Assim, não considero um exagero encontrar uma alusão à trindade aqui, até por que o Espírito de Deus também é mencionado nesse capítulo: “A terra, porém, estava sem forma e vazia; havia trevas sobre a face do abismo, e o Espírito de Deus pairava por sobre as águas” (Gén1:2). A ação atribuída aqui ao Espírito de Deus é muito interessante, pois, ainda que denote a ideia de sobrevoar ela também descreve uma forma de proteção. Em Deuteronómio 32:11-12, onde essa palavra é novamente usada, lemos: “Como a águia desperta a sua ninhada e voeja sobre os seus filhotes, estende as asas e, tomando-os, os leva sobre elas, assim, só o SENHOR o guiou, e não havia com ele deus estranho”. Considerando isso, é bem possível que essa seja uma alusão à participação criativa do ES no início, pelo menos essa é a opinião de Ryrie.
Outra situação, ainda em Génesis que merece nossa atenção é vista na cena da queda: “Então, disse o SENHOR Deus: Eis que o homem se tornou como um de nós, conhecedor do bem e do mal; assim, que não estenda a mão, e tome também da árvore da vida, e coma, e viva eternamente” (Gn.3:22). Uma vez que o autor dessa expressão é o mesmo que escreveu o shema de Deuteronómio 6:4, não podemos supor que ele entenda a existência de muitos deuses. Mais uma vez, a pluralidade de Deus ficou evidente, muito embora não delineada em quantidade ou diferença de pessoa. Mas será que no VT temos algum indicativo disso?
Para responder a essa indagação podemos citar um texto que parece elucidar essa questão: “Chegai-vos a mim e ouvi isto: não falei em segredo desde o princípio; desde o tempo em que isso vem acontecendo, tenho estado lá. Agora, o SENHOR Deus me enviou a mim e o seu Espírito” (Is.48:16). Essa parece uma indicação muito interessante da Trindade no Velho Testamento, uma vez que o texto fala do Messias como enviado da parte de Deus com o Espírito. Em outro caso, o Messias fala sobre sua unção do Espírito e de Deus: “O Espírito do SENHOR Deus está sobre mim, porque o SENHOR me ungiu para pregar boas-novas aos quebrantados, enviou-me a curar os quebrantados de coração, a proclamar libertação aos cativos e a pôr em liberdade os algemados” (Is.61:1; cf. Lc.4:18). Isso parece deixar evidências nas páginas da teologia histórica que apontam para uma compreensão primitiva do conceito da Trindade. Essa conclusão está em acordo com a revelação progressiva das escrituras.
Até aqui, vemos que as escrituras defendem a doutrina da Trindade de modo muito peculiar. Por isso é importante se considerar a interação entre os dois testamentos e progressão da revelação.

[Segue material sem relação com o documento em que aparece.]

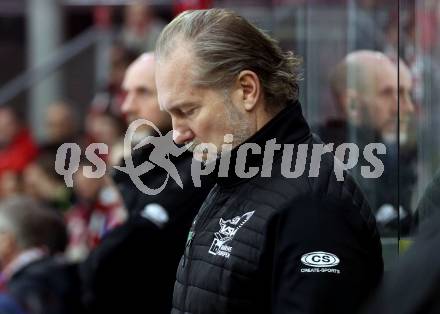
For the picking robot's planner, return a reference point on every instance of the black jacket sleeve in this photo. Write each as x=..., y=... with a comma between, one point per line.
x=325, y=257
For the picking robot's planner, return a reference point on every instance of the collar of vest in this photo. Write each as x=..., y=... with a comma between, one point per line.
x=287, y=127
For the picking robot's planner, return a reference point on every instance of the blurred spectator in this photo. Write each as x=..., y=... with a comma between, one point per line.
x=61, y=125
x=17, y=150
x=41, y=182
x=110, y=96
x=108, y=129
x=97, y=210
x=364, y=85
x=141, y=28
x=34, y=276
x=148, y=246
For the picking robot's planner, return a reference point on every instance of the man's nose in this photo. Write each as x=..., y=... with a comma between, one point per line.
x=181, y=134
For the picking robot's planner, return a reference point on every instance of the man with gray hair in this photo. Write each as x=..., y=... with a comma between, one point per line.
x=365, y=89
x=262, y=242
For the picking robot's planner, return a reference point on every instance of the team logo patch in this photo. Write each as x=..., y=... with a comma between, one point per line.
x=228, y=229
x=320, y=262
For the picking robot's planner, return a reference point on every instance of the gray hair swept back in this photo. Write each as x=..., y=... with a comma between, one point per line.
x=225, y=44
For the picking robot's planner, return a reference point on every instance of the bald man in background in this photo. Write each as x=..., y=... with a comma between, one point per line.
x=365, y=89
x=145, y=251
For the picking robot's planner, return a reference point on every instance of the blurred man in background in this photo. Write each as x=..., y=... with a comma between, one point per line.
x=260, y=237
x=135, y=265
x=364, y=86
x=31, y=238
x=61, y=125
x=17, y=150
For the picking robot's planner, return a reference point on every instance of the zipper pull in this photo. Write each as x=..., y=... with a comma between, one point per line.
x=189, y=240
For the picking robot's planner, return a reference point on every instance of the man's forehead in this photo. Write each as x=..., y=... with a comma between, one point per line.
x=174, y=78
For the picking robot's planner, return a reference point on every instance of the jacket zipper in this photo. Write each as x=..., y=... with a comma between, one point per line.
x=205, y=212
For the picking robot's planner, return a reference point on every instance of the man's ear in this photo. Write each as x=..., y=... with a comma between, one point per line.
x=250, y=89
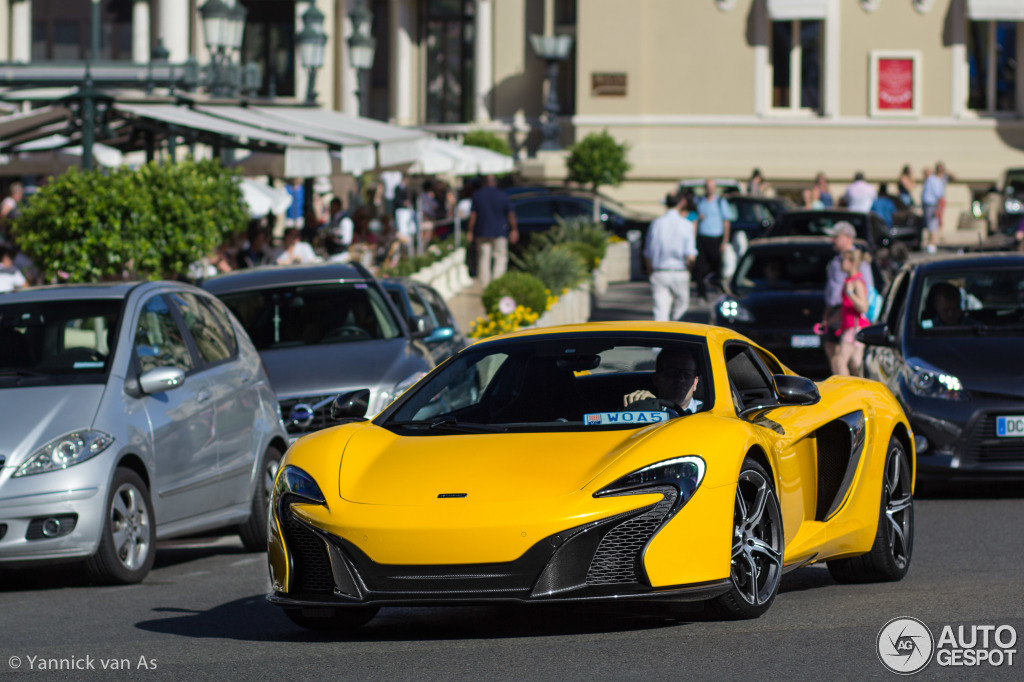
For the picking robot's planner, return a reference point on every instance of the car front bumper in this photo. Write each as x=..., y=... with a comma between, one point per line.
x=956, y=439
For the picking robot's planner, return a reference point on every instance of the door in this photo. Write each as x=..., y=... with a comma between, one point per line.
x=233, y=395
x=181, y=420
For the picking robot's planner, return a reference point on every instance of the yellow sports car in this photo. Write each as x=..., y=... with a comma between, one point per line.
x=605, y=461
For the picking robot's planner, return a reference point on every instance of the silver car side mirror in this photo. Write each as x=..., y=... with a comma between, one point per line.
x=161, y=379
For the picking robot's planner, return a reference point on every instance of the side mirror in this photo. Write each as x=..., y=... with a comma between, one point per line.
x=351, y=406
x=422, y=327
x=796, y=390
x=876, y=335
x=161, y=379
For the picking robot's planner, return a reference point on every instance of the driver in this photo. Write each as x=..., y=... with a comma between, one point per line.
x=675, y=379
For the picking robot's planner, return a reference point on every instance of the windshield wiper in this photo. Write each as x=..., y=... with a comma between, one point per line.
x=448, y=424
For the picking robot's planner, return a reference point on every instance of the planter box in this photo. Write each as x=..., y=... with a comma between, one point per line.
x=616, y=263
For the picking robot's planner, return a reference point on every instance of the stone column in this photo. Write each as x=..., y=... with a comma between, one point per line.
x=172, y=27
x=401, y=62
x=140, y=45
x=483, y=71
x=20, y=31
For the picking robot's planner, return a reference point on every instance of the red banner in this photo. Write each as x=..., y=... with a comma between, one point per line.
x=895, y=84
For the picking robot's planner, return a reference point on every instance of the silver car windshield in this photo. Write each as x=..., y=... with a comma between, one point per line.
x=313, y=314
x=574, y=384
x=57, y=342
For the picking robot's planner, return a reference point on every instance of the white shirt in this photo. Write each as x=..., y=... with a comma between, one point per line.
x=860, y=195
x=670, y=242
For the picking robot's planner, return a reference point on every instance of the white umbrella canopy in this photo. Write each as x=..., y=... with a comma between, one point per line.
x=262, y=199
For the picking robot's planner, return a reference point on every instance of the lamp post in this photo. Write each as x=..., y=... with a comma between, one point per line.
x=361, y=46
x=311, y=41
x=223, y=28
x=553, y=49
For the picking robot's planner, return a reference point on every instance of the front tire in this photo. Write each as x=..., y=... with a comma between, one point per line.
x=253, y=531
x=127, y=545
x=336, y=620
x=757, y=547
x=890, y=556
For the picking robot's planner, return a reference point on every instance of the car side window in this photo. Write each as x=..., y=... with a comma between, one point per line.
x=159, y=341
x=749, y=382
x=205, y=329
x=224, y=320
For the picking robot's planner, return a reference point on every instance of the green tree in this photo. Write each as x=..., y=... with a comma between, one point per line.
x=598, y=160
x=487, y=140
x=145, y=223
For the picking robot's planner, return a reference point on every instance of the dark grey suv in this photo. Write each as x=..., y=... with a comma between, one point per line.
x=324, y=330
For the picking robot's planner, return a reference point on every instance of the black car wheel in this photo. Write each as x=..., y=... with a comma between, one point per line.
x=330, y=619
x=757, y=546
x=890, y=556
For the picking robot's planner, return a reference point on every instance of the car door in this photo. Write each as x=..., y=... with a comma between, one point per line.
x=181, y=420
x=788, y=429
x=233, y=394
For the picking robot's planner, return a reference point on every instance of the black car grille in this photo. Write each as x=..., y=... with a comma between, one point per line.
x=310, y=564
x=320, y=418
x=617, y=557
x=986, y=448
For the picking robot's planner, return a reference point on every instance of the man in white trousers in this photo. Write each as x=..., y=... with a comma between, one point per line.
x=669, y=253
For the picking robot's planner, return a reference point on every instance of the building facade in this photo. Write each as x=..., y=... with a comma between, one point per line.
x=696, y=87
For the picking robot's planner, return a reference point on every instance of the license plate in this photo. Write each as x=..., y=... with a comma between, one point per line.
x=1010, y=427
x=806, y=341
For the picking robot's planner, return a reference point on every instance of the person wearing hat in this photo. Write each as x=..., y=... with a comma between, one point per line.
x=843, y=235
x=669, y=253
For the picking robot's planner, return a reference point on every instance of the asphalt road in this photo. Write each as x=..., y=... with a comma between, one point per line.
x=201, y=614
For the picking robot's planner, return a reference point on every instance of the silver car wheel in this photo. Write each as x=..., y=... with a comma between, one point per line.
x=757, y=542
x=130, y=526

Para ilustrar esse princípio, cito mais uma vez Berkhof: “Se no Antigo Testamento Jeová é apresentado como o Redentor e Salvador de Seu povo (…) no Novo Testamento o Filho de Deus distingue-se nessa capacidade (…) E se no Antigo Testamento é Jeová que habita em Israel e nos corações dos que temem (…) no Novo Testamento é o Espírito Santo que habita na Igreja”. Assim, podemos ver que aquelas atividades que são apresentadas a Deus no Velho Testamentos são especificadas a pessoas diferentes no Novo Testamento e isso atesta tanto a divindade do Filho e do Espírito como sua própria unidade com Deus.